The Allwetterzoo Münster is a zoo in Münster in Westfalen, Germany. The zoo was founded in 1875. In 1973, the Zoologische Garten zu Münster was closed and replaced in 1974 by the new Allwetterzoo Münster, which was built in a tree-rich area close to the lake Aasee.

== Staff ==
In 2012, 85 people (including management) worked at the Allwetterzoo Münster zoo. Amongst those, most (46 people) worked as zookeepers, four were part of an education program, and eleven involved in commercial sale or technical section. Six gardners were tending the plants and six people worked in management.

=== Management ===
Until the end of the 1950s, the chairman of the board was the official director. However, since 1960, the title is "Zoo director." Since 1985, the zoo is managed by Westfälischer Zoologischer Garten GmbH .

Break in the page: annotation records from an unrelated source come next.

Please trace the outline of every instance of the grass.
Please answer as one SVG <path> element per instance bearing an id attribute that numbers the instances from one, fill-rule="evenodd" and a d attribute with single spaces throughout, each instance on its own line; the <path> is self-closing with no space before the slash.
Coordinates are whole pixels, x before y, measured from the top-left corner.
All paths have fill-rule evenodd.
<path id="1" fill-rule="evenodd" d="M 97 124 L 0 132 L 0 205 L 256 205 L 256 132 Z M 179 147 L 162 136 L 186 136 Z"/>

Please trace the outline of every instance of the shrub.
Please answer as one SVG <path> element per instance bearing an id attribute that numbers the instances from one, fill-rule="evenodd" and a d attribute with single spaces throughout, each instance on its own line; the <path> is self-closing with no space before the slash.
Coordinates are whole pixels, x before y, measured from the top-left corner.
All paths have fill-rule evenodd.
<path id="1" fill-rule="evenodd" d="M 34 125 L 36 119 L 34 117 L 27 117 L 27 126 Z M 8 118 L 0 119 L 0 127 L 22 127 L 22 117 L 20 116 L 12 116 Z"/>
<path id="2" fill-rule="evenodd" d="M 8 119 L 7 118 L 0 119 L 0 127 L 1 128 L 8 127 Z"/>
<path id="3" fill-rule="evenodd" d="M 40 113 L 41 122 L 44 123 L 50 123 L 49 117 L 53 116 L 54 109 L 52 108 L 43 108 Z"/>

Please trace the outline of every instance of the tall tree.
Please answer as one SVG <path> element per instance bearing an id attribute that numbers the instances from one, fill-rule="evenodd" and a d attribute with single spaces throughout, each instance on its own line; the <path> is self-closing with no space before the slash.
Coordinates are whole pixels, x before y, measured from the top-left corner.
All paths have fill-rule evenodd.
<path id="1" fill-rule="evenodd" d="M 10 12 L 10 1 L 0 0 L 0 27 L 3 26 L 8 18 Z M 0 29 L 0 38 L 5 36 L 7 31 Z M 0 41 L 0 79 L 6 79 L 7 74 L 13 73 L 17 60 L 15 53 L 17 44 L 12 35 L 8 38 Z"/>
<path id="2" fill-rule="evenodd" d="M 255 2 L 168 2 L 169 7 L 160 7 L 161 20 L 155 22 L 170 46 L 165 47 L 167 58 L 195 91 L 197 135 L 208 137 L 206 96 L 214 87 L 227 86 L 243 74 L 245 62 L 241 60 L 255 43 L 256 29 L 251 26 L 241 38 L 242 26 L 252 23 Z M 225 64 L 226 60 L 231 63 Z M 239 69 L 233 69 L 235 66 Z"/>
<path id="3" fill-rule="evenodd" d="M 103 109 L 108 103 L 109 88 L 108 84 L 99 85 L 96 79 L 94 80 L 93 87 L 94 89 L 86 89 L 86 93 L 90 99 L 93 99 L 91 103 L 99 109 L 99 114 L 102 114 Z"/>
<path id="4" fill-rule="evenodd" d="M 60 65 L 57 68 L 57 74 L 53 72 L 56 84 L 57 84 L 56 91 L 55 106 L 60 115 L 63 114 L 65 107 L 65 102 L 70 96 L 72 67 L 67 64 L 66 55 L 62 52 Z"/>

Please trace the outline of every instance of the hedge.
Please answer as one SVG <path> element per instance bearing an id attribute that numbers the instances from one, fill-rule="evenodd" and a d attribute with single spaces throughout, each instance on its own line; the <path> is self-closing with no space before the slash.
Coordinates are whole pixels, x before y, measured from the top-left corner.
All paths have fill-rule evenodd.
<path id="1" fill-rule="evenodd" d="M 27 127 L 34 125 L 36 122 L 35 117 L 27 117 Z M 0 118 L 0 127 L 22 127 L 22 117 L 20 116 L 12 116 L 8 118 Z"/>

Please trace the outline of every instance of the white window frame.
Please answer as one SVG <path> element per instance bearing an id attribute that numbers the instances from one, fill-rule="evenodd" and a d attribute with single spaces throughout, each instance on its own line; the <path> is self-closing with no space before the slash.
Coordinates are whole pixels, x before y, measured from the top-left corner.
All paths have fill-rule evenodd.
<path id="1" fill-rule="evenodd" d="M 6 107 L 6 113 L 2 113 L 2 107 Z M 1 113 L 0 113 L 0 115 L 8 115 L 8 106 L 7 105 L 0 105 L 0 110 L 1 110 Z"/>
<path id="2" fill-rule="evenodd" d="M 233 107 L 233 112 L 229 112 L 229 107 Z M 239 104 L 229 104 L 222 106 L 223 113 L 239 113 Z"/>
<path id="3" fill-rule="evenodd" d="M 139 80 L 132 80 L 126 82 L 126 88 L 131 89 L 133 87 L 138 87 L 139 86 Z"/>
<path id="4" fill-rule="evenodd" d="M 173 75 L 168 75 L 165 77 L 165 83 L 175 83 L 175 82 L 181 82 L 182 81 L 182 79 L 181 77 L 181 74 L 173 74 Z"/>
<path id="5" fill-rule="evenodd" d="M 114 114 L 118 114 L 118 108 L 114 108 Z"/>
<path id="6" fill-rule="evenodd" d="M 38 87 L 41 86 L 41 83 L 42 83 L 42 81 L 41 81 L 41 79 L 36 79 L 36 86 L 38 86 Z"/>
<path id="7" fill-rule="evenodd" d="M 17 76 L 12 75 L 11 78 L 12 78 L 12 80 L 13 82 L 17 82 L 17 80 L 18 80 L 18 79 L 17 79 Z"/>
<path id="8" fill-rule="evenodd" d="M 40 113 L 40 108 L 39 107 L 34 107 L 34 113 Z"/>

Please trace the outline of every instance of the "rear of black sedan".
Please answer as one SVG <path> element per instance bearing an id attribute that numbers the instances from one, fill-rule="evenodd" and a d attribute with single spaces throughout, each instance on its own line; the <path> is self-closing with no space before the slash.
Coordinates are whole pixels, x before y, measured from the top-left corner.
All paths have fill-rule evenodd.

| Chairman of the board | Zoo Directors |
| * 1871–1876 Hermann Landois * 1876–1884 Franz v.Olfers * 1884–1894 Vormann * 1894–1905 Hermann Landois * 1906–1907 B. Wulff * 1907–1909 Paul Maerker * 1909–1910 Wohmann * 1910–1922 Ferdinand Verfürth * 1924–1928 Hermann Reichling * 1928–1933 Rincklage * 1933–1937 Karl Humborg * 1937–1945 Franz Falger | * 1945–1948 Hermann Reichling * 1948–1952 Theodor Geringhoff * 1952–1959 Julius Rohr * 1959–1974 Matthias Lückertz * 1974–1979 Heinrich Stadtbäumer * 1979–1982 Werner Schulze Buschhoff * 1982–1997 Rudolf Wilbrand * 1997–2001 Ralph Ziegler * 2001–2008 Katharina Krüger * since 2008 Helge Peters | * 1875–1905 Hermann Landois * 1908–1925 Heinrich Goffart * 1925–1933 Richard Neuhaus * 1933 Abel * 1934 Goffart * 1934–1936 M. Hans Bungartz * 1936–1945 Heinz Randow * 1945–1948 Hermann Reichling * 1949–1957 Ludwig Zukowsky * 1957–1960 Heinemann * 1960–1980 Helmut Reichling * 1980–1994 Götz Ruempler * 1994–2015: H. Jörg Adler * since 2016: Thomas Wilms |

== Animal numbers ==
This table shows the development of animal numbers in the zoo until 2015.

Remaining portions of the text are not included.